Monday, February 20, 2012

Farmers have a major role in drought and flood issues


Todays DEFRA conference should be looking at soil management

The up-coming drought in the S-E of England is worrying farmers, who are demanding concessions to any drought orders in order to protect their crops and livelihoods. Yet it is on their land that the rain mainly falls. Is modern land management, that is, the way farmers work the land, in any way responsible for the problems of drought and flood?  And if so, is there anything which can be done to help solve the problem? 

Practical Farm Ideas thinks there is.  For years
government has commissioned many studies on drought and flood creating a mass of information, but few take notice of land management in the watershed - the area upstream which catches the rain in the first place. It's time for some conclusions. 

There's a simple view that says drought as a lack of rainfall and flooding as a surfeit - so how can anyone say the two could in any way be connected? 

Flood and drought are connected because both are partly caused by less rainwater being absorbed by the soil. So when the clouds open and it tips down with rain for days, all but a small proportion runs off the land into ditches, streams and rivers. Farmers don't want water standing on their land so they clear ditches, and with the growing ownership of tracked diggers and JCBs, plus the fact that it's good farming to have clean ditches, water doesn't hang about like used to. So the rainfall in the Severn catchment area of maybe 4000 sq miles soon runs down into the river to accumulate in places such as Tewkesbury. 

If water doesn't stand it has little chance of being absorbed, and that surely means less reaching the underground aquifers that criss-cross the land beneath our feet. Aquifers are an important source of water for rivers and water supplies. 

Increasing the quantity of rain water which is absorbed by the land will allow a greater proportion to seep down into the substrata, which means there's less to run off over the soil surface. Has anything changed to make farm land less absorbent?
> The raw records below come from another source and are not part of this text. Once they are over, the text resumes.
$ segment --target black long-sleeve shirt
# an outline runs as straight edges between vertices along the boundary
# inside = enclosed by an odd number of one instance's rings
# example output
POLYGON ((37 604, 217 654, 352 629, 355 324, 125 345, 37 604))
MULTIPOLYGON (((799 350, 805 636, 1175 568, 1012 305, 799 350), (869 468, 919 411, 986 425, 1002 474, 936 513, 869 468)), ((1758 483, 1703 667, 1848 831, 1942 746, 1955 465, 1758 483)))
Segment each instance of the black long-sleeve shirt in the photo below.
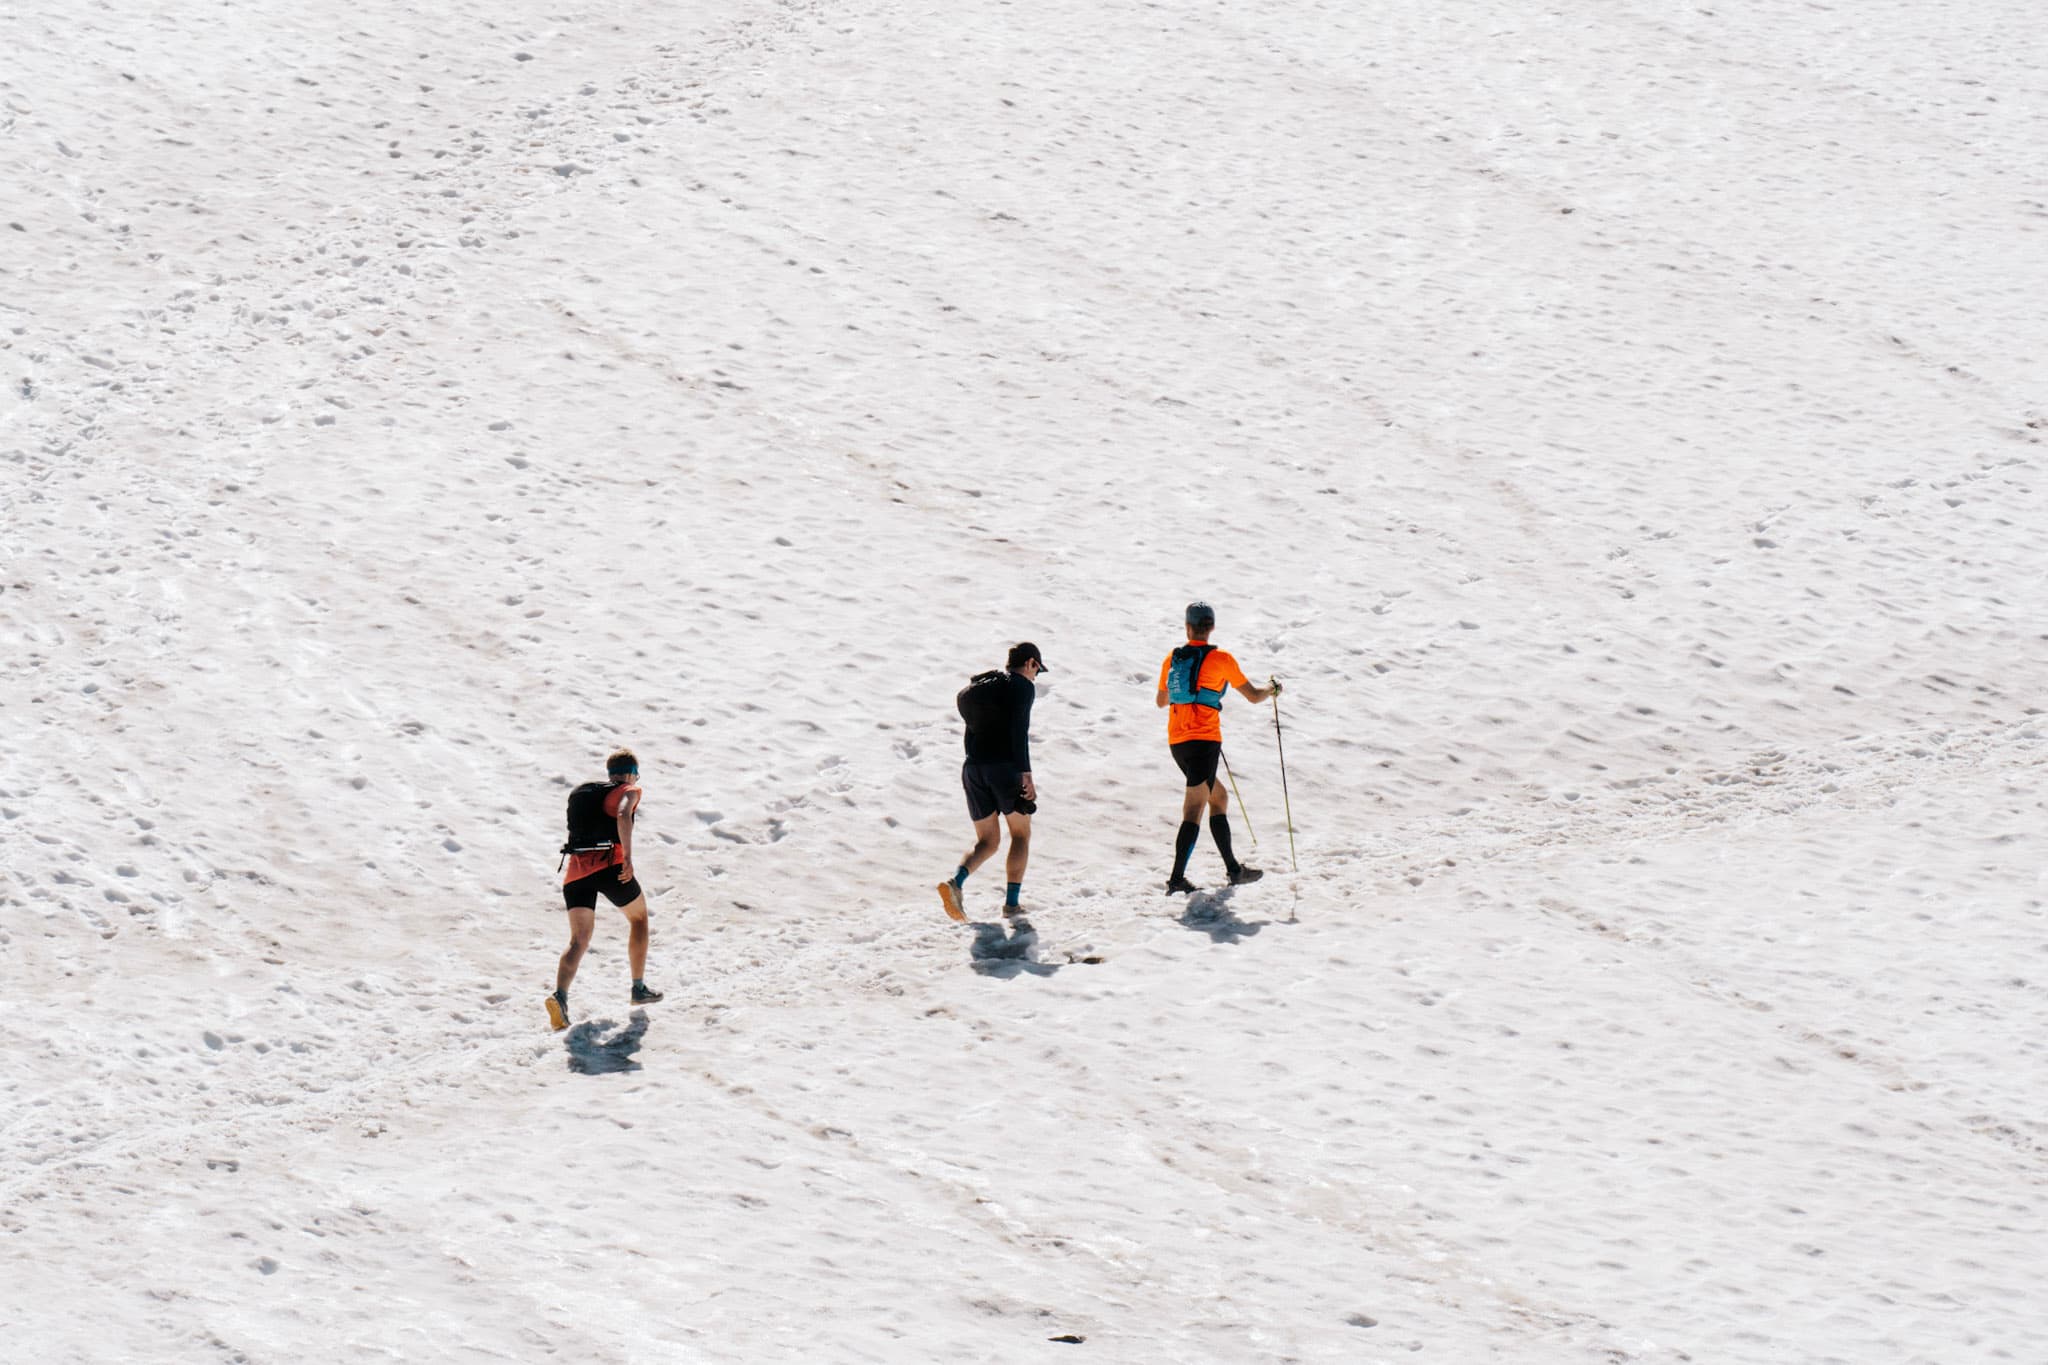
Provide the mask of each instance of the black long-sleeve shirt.
POLYGON ((1018 772, 1028 773, 1031 771, 1031 703, 1038 697, 1038 688, 1021 673, 1011 673, 1007 682, 1009 724, 978 735, 969 730, 967 761, 1014 763, 1018 772))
We're certainly driving bigger, heavier tractors now than we were 20 years ago, and today's machines are monsters in comparison to those in use in the 1960s and 70s. Heavier machines create greater soil compaction, particularly in wet soils (see Practical Farm Ideas Issue 20-3 pgs 32 and 33 - Science into Practice 'Soil and its Compaction'). Compact soil has reduced absorbency. Weight, be it a 250HP tractor on min-till or with a plough, or a 150HP tractor towing a silage trailer with 15 tons on board, exerts a force on the soil which extends 24 inches below the surface, and when tyres have slippage they smear the top as well. 

How could farming help reduce flooding and increase water absorption? Aerating grassland is a simple measure. Reducing the weight of tractors, with more on tracks, is another.  But above all, farmers would find a useful means of measurement valuable. So they could see how their farm scored against the norm, and how various parts of their farm compared. 

Water absorbency is a vital part of the soil, and one which has been all but neglected.

Will today's (Feb 20, 2012) top level Defra enquiry into the up-coming drought have much on soil absorbency? It's highly doubtful.